Verwerfung (a-limine-Abweisung) einer Wahlprüfungsbeschwerde ohne weitere Begründung
KI-Zusammenfassung
Die Wahlprüfungsbeschwerde (2 BvC 9/20) wurde vom Bundesverfassungsgericht verworfen. Das Gericht stellte fest, dass der Beschwerde aus den in der Berichterstatterschrift vom 13.12.2020 genannten Gründen der Erfolg versagt.
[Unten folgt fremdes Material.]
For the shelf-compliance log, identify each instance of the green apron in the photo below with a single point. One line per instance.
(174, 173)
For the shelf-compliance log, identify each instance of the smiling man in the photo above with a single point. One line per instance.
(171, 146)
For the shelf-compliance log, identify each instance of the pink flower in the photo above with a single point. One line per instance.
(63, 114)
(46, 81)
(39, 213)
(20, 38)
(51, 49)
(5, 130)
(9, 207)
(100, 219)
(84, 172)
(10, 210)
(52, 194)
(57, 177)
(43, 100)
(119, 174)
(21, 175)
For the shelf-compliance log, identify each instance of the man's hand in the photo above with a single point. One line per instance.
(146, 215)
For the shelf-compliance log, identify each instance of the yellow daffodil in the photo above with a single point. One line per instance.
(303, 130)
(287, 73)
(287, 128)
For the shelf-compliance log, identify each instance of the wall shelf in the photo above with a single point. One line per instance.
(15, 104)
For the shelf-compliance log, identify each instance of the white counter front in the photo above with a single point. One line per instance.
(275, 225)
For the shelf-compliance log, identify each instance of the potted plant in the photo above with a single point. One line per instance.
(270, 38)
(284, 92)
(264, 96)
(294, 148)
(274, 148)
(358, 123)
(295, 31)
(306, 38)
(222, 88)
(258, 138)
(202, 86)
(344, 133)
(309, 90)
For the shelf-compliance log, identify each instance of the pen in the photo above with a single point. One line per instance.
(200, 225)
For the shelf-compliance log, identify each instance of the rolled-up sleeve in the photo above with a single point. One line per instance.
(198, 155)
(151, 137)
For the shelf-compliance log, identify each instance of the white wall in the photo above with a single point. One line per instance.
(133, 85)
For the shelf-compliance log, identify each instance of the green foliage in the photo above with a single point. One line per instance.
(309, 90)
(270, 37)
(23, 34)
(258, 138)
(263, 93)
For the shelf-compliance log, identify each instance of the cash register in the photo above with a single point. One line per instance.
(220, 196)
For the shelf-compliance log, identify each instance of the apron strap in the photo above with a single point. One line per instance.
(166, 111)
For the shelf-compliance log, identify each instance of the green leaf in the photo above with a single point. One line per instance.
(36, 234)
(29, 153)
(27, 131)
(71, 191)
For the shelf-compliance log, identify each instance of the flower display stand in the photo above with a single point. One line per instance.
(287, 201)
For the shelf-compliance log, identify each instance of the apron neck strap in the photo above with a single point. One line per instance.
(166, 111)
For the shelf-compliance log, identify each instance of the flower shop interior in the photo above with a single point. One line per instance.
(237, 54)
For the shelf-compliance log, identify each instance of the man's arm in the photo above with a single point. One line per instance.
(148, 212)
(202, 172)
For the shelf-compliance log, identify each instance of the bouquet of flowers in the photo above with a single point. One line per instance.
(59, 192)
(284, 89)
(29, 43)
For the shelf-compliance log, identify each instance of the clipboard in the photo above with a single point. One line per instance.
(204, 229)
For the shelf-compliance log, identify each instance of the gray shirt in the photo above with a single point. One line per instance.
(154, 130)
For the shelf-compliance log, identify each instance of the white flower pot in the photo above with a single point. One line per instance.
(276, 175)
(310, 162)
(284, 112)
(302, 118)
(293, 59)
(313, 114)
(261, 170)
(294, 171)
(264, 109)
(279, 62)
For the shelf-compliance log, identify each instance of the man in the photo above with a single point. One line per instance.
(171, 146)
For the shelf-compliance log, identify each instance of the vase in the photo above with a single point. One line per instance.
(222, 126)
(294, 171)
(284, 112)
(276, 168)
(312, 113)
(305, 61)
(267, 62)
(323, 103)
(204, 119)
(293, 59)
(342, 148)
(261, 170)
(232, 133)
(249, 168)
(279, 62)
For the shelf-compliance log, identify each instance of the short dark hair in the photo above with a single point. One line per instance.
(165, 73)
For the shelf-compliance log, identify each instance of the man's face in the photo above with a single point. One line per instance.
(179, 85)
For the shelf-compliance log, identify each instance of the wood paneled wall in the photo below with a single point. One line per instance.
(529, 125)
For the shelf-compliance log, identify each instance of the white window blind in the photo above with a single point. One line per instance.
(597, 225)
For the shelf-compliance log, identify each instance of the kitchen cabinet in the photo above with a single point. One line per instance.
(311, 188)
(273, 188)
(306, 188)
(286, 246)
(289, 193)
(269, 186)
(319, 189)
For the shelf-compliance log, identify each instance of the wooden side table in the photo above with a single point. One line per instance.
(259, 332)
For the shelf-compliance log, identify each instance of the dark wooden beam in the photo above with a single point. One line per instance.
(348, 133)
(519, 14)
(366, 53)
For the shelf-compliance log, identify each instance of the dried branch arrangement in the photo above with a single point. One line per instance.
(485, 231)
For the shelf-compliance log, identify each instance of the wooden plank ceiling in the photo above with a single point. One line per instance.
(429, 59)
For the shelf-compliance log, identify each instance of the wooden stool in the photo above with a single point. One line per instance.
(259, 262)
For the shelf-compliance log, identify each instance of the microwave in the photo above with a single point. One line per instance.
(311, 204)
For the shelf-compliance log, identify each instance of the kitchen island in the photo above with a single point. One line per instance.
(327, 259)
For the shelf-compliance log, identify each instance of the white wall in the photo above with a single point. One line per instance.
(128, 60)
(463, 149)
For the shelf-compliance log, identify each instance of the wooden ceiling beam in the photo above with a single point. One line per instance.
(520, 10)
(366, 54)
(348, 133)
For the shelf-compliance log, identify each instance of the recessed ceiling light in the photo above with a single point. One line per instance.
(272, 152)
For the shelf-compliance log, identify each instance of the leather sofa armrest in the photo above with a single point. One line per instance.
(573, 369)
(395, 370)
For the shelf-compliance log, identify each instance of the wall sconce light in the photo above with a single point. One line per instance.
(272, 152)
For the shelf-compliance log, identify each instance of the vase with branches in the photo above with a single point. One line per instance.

Gemäß § 26 Abs. 3 EuWG i.V.m. § 24 Satz 2 BVerfGG sah das Gericht von einer weiteren Begründung ab und verwies auf die Darlegungen des Berichterstatters.
Ausgang: Wahlprüfungsbeschwerde verworfen; Gericht verweist auf die Berichterstattergründe und sieht gemäß § 26 Abs. 3 EuWG i.V.m. § 24 BVerfGG von weiterer Begründung ab.
Abstrakte Rechtssätze
Eine Wahlprüfungsbeschwerde kann verworfen werden, wenn die in der Berichterstattererklärung dargelegten Gründe den Erfolg der Beschwerde ausschließen.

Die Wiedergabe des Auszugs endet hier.